For many years around December 29th, I have thought, "wouldn't it be cool to do one thing every day in the coming year?" Whether it was taking pictures, writing a blog, scrapbooking photos... nothing fit precisely and I usually ran out of time to come up with a brilliant idea that I could look at on December 31st as the "something cool I did for a year." There I was on January 1st and as the hours wound down to the second day of the year and I came up with nothing innovative, I thought, ok, maybe next year.
And then today it hit me, in my quest for answers, I never came up with the right questions. So this year, I'm going to give questions a try. Asking good questions is so much more art than science, and it is undervalued. We gravitate to the people and the articles and the blogs that give us the answers we want but we forget the element that brought the authors all that wisdom, and that was the asking of the powerful and insightful first questions.
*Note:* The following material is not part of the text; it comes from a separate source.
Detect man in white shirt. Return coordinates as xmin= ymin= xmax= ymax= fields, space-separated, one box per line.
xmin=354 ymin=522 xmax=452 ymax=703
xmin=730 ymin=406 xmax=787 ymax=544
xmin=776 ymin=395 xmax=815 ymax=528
We think good conversation, good presentation, good inspiration, good talking is about what we have to say, but as a friend and mentor once told me: just ask the right question, the rest will come.
So today's question is the most obvious for a quest that begins on January 2nd.
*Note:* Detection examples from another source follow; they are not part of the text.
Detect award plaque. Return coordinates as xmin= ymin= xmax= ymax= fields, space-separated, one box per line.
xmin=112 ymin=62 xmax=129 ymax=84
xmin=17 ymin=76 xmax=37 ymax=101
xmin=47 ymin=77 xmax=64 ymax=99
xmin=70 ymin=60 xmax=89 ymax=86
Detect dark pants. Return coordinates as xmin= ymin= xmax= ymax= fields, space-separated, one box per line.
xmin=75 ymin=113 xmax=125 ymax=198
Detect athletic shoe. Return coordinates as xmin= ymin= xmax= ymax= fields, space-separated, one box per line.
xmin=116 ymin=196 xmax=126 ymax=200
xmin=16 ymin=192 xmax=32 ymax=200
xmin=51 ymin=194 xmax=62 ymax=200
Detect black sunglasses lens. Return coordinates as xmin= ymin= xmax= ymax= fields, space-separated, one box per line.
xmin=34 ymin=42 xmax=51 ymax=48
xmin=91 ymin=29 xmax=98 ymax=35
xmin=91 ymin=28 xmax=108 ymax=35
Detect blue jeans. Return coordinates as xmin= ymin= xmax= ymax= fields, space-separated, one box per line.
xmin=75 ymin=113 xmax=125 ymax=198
Why didn't I start yesterday?
Why did I eat that last piece of cake? Why haven't I been going to the gym? Why didn't I start the presentation/project/article/paper/homework before now? Why didn't I clean the house? Why didn't I see that film while it was still out?
And so my first question is really, is the answer to that question really so important, or is it a path to self doubt, self judgement and self sabotage. I don't know why I didn't start yesterday, so I'm going to relax. I'm really excited to be starting today.